Under appropriate circumstances, NLTCC may refer suspected security incidents to law
enforcement authorities, and provide access to necessary data for investigation as permitted by
law.
Technology security violations should be reported immediately to NLTCCs Vice Chancellor of
Finance and Administration.
Procedures
A. Maintaining and discarding Personally Identifiable Information.
All electronic files that contain Protected Personally Identifiable Information will reside within a
protected NLTCC information system. All physical files that contain Protected Personally
Identifiable Information will reside within a locked file cabinet or room when not being actively
viewed or modified. Protected Personally Identifiable Information is not to be downloaded to
personally owned, employee workstations or mobile devices (such as laptops, personal digital
assistants, mobile phones, tablets or removable media) or to systems outside the protection of the
college. Personally Identifiable Information will also not be sent through any form of insecure
electronic communication such as e-mail or instant messaging systems. Significant security risks
emerge when Personally Identifiable Information is transferred from a secure location to a less
secure location or is disposed of improperly. When disposing of Personally Identifiable
Information the physical or electronic file should be shredded or securely deleted. For help with
secure deletion please contact the Campus Dean.
B. Exceptions
If there is an operational or business need to store protected Personally Identifiable Information
outside a NLTCC controlled information system please contact the Campus Dean or Director for
assistance in securing the information.
Containment, Classification, and Reporting
The first priority after a breach of data security is discovered is to contain the breach and notify
supervisory personnel as quickly as possible. The data must be secured and the reasonable
integrity, security, and confidentiality of the data or data system must be restored.
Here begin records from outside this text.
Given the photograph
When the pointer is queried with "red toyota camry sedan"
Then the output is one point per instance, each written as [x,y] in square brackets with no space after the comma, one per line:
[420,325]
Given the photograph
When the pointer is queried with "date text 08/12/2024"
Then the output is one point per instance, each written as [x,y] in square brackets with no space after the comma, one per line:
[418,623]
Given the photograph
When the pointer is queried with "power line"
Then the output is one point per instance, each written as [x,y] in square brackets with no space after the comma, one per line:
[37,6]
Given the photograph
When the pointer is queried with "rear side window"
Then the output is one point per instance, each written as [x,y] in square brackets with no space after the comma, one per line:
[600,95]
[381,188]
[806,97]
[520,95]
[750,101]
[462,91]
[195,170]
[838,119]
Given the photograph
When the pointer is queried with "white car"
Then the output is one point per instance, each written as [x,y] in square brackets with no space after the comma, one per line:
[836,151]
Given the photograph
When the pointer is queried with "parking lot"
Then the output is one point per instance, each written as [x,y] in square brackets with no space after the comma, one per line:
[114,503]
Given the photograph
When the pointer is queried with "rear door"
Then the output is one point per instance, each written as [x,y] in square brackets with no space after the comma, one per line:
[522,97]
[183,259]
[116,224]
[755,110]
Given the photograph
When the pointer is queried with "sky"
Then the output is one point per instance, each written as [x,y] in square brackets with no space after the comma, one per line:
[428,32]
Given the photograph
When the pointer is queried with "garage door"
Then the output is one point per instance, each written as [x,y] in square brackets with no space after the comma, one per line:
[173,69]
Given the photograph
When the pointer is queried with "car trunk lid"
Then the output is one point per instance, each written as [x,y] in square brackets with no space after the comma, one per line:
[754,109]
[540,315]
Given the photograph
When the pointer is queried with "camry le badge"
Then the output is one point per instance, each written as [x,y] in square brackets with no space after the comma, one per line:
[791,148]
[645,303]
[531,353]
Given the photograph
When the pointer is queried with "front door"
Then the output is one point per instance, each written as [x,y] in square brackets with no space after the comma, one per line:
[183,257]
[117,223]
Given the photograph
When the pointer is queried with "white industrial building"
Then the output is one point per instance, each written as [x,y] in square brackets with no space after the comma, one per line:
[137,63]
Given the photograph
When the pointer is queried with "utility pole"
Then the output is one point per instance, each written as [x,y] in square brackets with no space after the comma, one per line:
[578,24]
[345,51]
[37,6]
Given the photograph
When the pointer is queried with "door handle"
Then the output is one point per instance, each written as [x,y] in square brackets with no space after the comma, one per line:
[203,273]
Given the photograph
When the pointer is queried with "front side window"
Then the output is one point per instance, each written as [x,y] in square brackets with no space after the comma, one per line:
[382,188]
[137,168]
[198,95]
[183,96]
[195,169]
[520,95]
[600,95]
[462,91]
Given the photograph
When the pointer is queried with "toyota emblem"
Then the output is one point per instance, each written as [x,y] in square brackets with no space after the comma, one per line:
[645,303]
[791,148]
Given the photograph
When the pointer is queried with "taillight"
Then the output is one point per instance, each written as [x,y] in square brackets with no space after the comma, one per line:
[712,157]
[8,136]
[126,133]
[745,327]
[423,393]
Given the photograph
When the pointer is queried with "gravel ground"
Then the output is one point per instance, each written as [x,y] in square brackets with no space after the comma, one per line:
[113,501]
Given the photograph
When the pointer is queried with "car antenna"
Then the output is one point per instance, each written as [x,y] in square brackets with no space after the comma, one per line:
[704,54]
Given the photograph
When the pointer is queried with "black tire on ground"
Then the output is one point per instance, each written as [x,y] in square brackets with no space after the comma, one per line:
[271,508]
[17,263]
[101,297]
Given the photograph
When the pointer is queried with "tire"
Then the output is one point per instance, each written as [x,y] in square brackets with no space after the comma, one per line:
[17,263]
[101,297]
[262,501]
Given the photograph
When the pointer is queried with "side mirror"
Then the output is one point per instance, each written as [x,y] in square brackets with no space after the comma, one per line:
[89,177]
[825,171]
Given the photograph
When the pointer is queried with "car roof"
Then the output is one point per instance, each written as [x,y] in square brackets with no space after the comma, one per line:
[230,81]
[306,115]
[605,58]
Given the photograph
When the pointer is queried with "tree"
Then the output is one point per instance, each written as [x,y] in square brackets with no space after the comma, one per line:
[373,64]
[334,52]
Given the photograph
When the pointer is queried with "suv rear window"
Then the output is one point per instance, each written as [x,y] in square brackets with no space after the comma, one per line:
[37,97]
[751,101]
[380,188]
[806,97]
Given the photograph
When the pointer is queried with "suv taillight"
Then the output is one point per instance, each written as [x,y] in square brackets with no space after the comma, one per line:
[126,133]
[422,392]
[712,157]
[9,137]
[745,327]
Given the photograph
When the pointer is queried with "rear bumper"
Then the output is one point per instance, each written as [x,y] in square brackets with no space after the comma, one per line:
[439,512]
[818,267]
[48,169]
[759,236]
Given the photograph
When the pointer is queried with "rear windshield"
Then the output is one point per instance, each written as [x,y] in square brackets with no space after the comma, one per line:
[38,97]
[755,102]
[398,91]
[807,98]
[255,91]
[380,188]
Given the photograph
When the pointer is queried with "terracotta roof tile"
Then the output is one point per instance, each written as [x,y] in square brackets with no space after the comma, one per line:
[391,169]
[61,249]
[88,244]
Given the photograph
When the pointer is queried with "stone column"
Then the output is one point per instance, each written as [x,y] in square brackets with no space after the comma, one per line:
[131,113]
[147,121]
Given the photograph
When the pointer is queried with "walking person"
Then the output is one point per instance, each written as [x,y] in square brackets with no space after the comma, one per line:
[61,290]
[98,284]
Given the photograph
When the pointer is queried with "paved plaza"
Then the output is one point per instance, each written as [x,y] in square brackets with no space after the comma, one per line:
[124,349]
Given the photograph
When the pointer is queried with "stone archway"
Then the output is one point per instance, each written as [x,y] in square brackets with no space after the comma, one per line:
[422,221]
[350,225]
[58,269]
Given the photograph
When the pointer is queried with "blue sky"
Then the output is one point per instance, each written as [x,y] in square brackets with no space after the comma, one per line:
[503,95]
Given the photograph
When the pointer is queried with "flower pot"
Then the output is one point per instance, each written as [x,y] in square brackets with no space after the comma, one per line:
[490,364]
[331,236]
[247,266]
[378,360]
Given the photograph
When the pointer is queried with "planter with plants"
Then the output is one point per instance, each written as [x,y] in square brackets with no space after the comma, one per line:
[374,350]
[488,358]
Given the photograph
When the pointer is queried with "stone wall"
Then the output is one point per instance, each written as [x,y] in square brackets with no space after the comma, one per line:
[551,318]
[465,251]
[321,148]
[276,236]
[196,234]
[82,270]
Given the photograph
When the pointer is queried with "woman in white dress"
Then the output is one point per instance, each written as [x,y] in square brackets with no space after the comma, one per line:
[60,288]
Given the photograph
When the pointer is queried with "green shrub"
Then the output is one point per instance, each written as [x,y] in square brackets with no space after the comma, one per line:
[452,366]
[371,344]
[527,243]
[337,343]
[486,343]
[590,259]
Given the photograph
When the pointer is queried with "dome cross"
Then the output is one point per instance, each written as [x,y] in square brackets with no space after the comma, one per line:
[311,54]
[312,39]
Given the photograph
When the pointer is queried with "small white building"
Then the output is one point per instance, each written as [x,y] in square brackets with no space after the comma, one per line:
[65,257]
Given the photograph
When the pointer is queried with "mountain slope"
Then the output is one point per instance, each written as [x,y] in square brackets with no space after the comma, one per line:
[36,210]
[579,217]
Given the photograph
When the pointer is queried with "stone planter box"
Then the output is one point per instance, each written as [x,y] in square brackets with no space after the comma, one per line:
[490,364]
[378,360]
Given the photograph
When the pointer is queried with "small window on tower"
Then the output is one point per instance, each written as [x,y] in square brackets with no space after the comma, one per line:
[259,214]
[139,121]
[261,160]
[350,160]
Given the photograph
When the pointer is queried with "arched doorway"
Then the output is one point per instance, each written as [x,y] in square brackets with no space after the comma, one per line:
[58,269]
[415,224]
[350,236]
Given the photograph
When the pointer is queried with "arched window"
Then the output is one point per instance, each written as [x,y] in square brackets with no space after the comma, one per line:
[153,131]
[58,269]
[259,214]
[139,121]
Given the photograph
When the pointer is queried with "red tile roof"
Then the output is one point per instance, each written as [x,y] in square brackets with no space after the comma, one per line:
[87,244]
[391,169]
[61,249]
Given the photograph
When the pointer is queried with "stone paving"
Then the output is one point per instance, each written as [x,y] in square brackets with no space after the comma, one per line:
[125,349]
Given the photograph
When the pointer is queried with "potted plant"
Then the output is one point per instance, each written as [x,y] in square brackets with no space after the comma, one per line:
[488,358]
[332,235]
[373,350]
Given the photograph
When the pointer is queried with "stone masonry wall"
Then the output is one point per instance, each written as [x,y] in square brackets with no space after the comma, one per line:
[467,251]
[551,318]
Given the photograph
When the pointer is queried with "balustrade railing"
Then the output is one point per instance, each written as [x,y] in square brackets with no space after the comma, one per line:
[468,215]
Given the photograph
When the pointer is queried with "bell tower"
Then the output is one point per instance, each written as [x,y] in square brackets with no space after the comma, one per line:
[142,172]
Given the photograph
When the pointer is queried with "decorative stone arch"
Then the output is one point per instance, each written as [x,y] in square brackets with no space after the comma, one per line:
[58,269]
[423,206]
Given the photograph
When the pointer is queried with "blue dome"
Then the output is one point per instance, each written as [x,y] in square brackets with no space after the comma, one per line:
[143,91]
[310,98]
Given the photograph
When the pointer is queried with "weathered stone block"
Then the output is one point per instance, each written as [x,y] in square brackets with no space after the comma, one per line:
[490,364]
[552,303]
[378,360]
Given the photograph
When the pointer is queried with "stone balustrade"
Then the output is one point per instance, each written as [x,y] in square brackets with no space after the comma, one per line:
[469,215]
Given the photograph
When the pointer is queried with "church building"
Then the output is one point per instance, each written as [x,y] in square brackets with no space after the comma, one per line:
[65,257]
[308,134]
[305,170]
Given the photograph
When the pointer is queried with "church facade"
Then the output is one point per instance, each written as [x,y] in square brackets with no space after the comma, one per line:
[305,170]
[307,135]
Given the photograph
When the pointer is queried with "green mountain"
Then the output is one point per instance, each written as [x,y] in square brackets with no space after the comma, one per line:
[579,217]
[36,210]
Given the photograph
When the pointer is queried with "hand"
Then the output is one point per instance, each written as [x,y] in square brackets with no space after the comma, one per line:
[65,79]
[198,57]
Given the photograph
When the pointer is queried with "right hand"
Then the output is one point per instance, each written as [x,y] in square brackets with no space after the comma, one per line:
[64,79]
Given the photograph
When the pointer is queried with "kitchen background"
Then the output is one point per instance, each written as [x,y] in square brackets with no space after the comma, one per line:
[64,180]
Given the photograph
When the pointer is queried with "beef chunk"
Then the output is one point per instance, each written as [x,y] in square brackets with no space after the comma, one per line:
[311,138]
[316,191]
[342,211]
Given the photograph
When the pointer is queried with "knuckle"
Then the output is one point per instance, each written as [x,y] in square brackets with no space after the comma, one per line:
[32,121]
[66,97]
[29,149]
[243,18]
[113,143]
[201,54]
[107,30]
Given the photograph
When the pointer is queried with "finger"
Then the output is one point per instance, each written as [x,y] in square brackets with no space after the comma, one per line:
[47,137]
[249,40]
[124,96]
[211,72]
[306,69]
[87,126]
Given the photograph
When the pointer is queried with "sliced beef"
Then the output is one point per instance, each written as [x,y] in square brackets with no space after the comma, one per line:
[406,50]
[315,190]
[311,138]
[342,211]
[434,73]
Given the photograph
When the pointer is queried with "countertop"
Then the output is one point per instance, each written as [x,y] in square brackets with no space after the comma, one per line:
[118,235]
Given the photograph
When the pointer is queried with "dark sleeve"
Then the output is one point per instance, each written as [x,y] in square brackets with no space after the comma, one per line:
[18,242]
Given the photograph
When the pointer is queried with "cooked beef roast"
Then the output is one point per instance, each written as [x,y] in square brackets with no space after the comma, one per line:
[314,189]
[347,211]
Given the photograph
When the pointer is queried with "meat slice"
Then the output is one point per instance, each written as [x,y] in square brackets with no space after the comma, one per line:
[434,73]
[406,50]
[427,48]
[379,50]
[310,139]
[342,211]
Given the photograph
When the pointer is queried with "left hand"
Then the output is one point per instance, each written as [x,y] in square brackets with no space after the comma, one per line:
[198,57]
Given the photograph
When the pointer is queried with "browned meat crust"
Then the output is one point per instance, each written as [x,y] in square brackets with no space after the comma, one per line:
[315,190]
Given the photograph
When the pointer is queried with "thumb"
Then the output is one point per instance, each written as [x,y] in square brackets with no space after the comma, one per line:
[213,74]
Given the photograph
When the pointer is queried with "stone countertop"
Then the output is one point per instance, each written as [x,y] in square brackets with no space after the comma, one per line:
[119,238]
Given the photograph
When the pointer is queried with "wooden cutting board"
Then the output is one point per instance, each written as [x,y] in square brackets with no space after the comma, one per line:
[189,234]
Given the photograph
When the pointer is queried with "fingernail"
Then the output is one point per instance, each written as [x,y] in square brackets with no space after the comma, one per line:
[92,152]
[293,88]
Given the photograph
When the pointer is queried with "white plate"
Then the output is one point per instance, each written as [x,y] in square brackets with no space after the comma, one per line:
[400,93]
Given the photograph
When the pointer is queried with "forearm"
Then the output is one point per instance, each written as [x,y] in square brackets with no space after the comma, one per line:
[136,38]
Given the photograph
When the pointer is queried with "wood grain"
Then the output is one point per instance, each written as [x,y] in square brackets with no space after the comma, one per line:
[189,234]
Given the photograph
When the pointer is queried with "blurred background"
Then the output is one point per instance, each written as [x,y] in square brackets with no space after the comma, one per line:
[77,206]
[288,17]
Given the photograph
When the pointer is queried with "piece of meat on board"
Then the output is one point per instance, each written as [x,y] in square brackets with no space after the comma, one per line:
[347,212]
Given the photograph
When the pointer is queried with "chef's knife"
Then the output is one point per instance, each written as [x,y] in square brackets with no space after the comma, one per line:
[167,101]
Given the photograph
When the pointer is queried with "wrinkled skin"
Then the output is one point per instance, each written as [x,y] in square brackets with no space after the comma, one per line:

The exact nature of the breach of data security in terms of its extent and seriousness must be
determined. The supervisor of the department where the breach occurred must take immediate
action to determine the extent of the breach and to contain it or recover the missing data.
Assistance from the IT Department or other personnel should be requested as soon as possible if
necessary. The department supervisor should document the breach, the scope of the breach,
steps taken to contain the breach, names and categories of the persons whose personal
information was, or may have been, accessed or acquired by an unauthorized person.
The Vice Chancellor of Finance with convey relevant information to LCTCS CIO for further
action.
Enforcement
An employee found to be in violation of this policy may be subject to disciplinary action as
deemed appropriate based on the facts and circumstances giving rise to the violation.
Retirees & Emeritus Retirees
NLTCC Retirees shall not have active email accounts through NLTCC unless the retiree is
designated an 'emeritus retiree' by vote and approval of the LCTCS Board of
Supervisors. Emeritus retirees may be provided an active NLTCC email for life.